Thursday, September 4, 2008


Fabric stamped with metallic paintI have been working diligently at my art, some days without ever having to leave the house to go anywhere or do anything. Which I totally love. I've begun to covet my working time. I remember myself at this time last year, how frazzled and unfocused I was, and am grateful that I am where I am now.

As soon as I awake in the morning, I am at it in the studio, stamping samples, trying out stencils, hand stitching shibori samples, looking at different pieces in the works and imagining possible next steps for each. I've also been looking at a lot of inspiring materials, formulating thoughts for ideas to bring to fruition, planning series of pieces.

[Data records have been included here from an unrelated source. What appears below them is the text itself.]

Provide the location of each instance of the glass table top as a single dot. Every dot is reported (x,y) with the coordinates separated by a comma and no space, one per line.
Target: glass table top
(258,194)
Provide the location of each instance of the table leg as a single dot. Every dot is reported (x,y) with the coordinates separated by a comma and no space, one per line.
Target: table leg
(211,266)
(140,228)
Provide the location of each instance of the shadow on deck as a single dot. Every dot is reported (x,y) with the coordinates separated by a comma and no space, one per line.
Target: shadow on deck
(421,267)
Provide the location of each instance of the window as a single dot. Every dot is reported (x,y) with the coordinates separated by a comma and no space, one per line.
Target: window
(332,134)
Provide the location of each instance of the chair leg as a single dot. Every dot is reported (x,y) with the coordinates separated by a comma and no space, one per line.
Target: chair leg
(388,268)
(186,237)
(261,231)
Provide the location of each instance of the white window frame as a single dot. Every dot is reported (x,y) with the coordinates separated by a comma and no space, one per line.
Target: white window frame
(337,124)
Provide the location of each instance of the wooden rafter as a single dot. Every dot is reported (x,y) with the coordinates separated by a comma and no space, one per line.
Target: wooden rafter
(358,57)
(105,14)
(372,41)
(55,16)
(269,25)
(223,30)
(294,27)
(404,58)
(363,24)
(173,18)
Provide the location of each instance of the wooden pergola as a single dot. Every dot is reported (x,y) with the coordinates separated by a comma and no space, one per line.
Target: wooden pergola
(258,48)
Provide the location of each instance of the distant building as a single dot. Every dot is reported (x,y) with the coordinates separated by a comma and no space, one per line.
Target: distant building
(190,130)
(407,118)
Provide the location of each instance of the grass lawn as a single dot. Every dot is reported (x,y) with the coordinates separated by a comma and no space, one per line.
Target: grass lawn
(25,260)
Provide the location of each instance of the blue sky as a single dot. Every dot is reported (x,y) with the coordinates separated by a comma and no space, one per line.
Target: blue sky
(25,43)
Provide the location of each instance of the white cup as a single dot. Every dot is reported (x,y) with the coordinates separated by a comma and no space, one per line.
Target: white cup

I have a stretch goal for myself of 20 finished art cloth pieces by the end of this year. I already have seven pieces in various stages of development. There are so many weaving ideas I have that I'm trying to spend at least a couple of hours at the loom each day. Of course, this doesn't always happen. But I want to keep moving, keep producing.

Through one of the Yahoo Groups I belong to I got turned on to Clarissa Pinkola Estes' CD program called The Creative Fire, and I've been listening to it these past few days. It's a wonderful exploration of the ebb and flow of the creative life, how the dark places we all experience are vital parts of the process of rebirth and renewal. Highly recommended.

What I'm finding so intriguing is that there is the making-art part of being an artist, and then there is the psychic/emotional/inner dynamic part of living a creative life. Both aspects need attending to regularly. There are moments when I feel like I have this all in hand, but those clarifying jolts are fleeting. It's definitely a life process, being on these two tracks at once which are really just different manifestations of one journey. Very interesting.


Peg in South Carolina said...

I like your idea of having a stretch goal. I am checking for the CD. Thanks!

Meg in Nelson said...

The photographed cloth looks like an early-morning sunlight cloth. Lovely. Very delicate, Connie.